I've been seeing up a handful of Windows 8 machines at work. The execs see it as neat and flashy and such a part of the future that they have to get on board. However myself and the other techs setting it up, have said "f-ing Windows 8" more times than you can possibly imagine. It's only half baked in my opinion.
How often do you see an OS fully cooked, they're in a continual process of cooking. The last couple of IOS upgrades on my iPads have been a real pain, with WiFi dropouts and crashes and slowdowns. Even the Jellybean upgrade on my HTC One X has caused it to slow down and yet it's supposed to be butter smooth.
I would say all OS are half baked.
Well, in the past, we haven't had situations where we had 2 different version of internet explorer to worry about. With having the immersive IE and the destkop IE and having them work and look differently is just a pain (especially for a trade show where you want to present consistency and make sure that employees who are demonstrating the products get consistent results).
But along comes Windows 8....and the execs really "want" to present the WOW factor using the touchscreens and immersive IE. But then they discover that we have "flash" based apps, which require the flash player and we are currently not on the Microsoft approved "whitelist". (We have applied, we are waiting for acceptance by Microsoft). So, turns out that I can create a registry key with a DebugDomain...but it only works for 1 domain....but we have products utilizing 3 different domains, so we cannot make them all work.
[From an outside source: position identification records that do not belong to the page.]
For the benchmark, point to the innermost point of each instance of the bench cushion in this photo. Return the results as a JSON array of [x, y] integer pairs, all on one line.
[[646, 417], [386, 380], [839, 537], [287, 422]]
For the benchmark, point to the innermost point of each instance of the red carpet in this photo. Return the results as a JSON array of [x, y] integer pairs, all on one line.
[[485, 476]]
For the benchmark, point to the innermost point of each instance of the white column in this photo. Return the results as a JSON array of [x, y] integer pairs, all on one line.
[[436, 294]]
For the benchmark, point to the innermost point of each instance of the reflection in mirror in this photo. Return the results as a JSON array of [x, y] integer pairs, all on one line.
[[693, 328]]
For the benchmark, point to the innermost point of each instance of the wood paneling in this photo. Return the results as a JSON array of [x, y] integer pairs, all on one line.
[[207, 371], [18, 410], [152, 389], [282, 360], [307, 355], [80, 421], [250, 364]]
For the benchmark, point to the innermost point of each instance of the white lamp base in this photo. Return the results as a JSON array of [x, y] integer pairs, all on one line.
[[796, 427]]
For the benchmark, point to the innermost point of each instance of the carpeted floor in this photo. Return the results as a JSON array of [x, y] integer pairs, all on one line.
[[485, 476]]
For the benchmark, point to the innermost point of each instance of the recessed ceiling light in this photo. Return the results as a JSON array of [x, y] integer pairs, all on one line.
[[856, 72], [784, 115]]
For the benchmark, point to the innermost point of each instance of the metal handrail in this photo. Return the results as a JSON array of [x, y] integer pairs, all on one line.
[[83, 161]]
Also, the fact that some apps use ActiveX controls, which don't work at all in the immersive IE. So, they have to settle for some apps in Immersive IE and some apps in Legacy IE. Then, we discover that the onscreen keyboard doesn't always fire in the classic desktop version of IE, but always pops up in the Metro version of IE. To get the onscreen keyboard up, we have to pull up charms, settings, click keyboard and then pick the Acer installed keyboard to get it to popup on screen when it doesn't automatically happen.
Then, we have apps which run and work best under Google Chrome. However, we cannot run Google Chrome in "metro app" mode without making it the default browser...which then eliminates our ability to use the Immersive IE..which now defaults back to legacy desktop mode. So, we cannot run both IE and Chrome as a Metro style app, it's either 1 or the other.
Then, we have a product which runs best if UAC is disabled, but at our tradeshow we really have to run the computer with a limited user account, but once we do that, we don't have the ability to turn off UAC for that user. And while we can make a registry key change to shut off UAC entirely, this totally breaks the Metro apps themselves from running.
Then, we want to customize the background images of the Start Screen to have corporate backgrounds for the tradeshow. The execs were kinda shocked that I had to resort to 3rd party apps (Decor8 from Stardock) in order to be able to change that background. They too thought that Windows 8 was designed to be very customizable and just the way you want it.
Some of the changes to the system happen in the metro versions of the Settings menu's, while other things throw you back into the classic control panel.
It's just apparent that it's 2 systems, blended together and it really only feels like it's half complete. I've never had a Windows OS feel so disconnected before.